Fairmount College
- Former names: Fairmount Female College and Fairmount School for Girls
- Type: Private college
- Active: 1872; 154 years ago – 1918; 108 years ago
- Location: Fairmont and College Streets, Monteagle, Tennessee, United States 35°14′29″N 85°49′38″W﻿ / ﻿35.24139°N 85.82722°W

= Fairmount College =

American girls' school in Monteagle, Tennessee, US

Fairmount College (1872 – 1917/18), also known as Fairmount Female College and Fairmount School for Girls, was an American private college for female students. It was located at Fairmont (Note: This street spelling appears correct from current maps, even though it differs slightly from the name of the college.) and College Streets in Monteagle, Tennessee.

==History==
The institution was established in 1872 with the aid of John Moffatt, a Scottish-born temperance preacher and landowner. It was Moffat and business partner Oliver Maybee who convinced Fairmount's first headmistresses, Louise Yerger and Harriet B. Kells, to move their girls' school from Jackson, Mississippi to Tennessee.
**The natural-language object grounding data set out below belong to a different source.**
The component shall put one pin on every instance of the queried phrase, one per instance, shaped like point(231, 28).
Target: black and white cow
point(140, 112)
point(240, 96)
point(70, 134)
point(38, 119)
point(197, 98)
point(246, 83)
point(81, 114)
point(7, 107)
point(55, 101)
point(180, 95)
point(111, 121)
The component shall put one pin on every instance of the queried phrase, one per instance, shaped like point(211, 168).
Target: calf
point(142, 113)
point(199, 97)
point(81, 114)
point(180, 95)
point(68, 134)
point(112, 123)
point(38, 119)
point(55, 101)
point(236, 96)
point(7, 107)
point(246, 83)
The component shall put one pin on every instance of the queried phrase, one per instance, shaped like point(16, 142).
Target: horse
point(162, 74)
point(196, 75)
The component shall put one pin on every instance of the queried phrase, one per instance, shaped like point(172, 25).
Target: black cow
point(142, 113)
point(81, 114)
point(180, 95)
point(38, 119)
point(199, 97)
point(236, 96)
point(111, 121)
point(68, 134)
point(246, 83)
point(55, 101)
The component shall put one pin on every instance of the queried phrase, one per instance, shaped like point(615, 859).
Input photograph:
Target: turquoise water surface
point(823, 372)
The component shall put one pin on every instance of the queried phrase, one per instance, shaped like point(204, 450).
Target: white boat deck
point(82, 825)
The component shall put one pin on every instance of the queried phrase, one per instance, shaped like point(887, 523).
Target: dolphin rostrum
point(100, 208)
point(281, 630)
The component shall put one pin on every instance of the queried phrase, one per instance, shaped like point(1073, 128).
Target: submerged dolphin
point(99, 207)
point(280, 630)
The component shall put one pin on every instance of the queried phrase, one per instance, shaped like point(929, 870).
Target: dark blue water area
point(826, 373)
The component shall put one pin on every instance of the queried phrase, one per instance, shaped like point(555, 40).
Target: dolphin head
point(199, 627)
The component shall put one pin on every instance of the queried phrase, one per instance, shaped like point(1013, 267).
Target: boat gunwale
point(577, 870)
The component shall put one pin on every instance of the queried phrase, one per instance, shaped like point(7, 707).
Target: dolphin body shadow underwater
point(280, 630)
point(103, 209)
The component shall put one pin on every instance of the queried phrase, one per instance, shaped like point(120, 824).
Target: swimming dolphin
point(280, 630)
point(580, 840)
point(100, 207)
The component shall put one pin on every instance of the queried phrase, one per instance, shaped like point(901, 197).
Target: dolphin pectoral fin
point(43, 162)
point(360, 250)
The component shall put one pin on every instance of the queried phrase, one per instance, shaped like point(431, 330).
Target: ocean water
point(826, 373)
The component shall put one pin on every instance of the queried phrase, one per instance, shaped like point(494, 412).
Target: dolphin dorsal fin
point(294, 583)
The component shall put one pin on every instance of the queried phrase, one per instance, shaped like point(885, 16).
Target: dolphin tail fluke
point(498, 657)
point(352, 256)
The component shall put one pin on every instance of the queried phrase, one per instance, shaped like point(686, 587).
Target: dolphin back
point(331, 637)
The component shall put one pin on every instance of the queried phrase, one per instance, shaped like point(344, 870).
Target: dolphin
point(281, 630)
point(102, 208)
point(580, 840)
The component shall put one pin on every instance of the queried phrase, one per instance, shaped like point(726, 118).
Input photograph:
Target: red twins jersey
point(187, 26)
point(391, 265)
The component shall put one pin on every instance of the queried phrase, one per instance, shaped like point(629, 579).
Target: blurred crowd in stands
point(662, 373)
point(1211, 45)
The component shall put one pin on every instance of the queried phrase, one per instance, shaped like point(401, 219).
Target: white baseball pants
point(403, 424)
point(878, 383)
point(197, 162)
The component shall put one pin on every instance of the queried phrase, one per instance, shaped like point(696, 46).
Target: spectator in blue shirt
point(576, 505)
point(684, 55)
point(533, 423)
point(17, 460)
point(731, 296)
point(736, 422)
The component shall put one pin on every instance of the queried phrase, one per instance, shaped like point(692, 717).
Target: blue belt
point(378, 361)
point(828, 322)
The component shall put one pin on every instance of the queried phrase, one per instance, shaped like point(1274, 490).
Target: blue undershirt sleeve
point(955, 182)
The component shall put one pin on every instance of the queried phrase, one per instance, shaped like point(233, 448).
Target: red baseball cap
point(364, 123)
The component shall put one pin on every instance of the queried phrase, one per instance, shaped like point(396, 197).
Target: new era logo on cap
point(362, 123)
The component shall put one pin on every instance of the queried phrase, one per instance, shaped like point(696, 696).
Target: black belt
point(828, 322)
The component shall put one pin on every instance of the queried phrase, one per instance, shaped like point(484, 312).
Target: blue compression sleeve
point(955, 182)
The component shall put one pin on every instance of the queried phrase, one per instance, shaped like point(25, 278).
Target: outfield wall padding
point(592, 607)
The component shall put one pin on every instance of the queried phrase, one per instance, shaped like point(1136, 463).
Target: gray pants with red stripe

Silas McBee, who later gained fame as an author and architect, became the principal of Fairmount College in the late 1800s. McBee turned the school into a church institution that might be "for girls what Sewanee was for young men".

The school ceased operations in 1917/18. In 1921, Reverend William Stirling Claiborne and Dr. Mercer P. Logan founded the DuBose Memorial Church Training School (later, DuBose Conference Center) on the school's former site.

Fairmount College's papers are held in the University Archives and Special Collections of Sewanee: The University of the South.

==Student activities==
The school hosted an early chapter of Delta Gamma, a general sorority, and a chapter of Alpha Kappa Psi, a now-dormant general sorority. (Note: Not to be confused with the business fraternity of the same name.)

==Notable alumni==
Among its students, in 1910, the school hosted two of the Soong sisters, one of whom later became Madame Chiang Kai-shek and the other, Soong Ching-ling, who married Sun Yat-sen.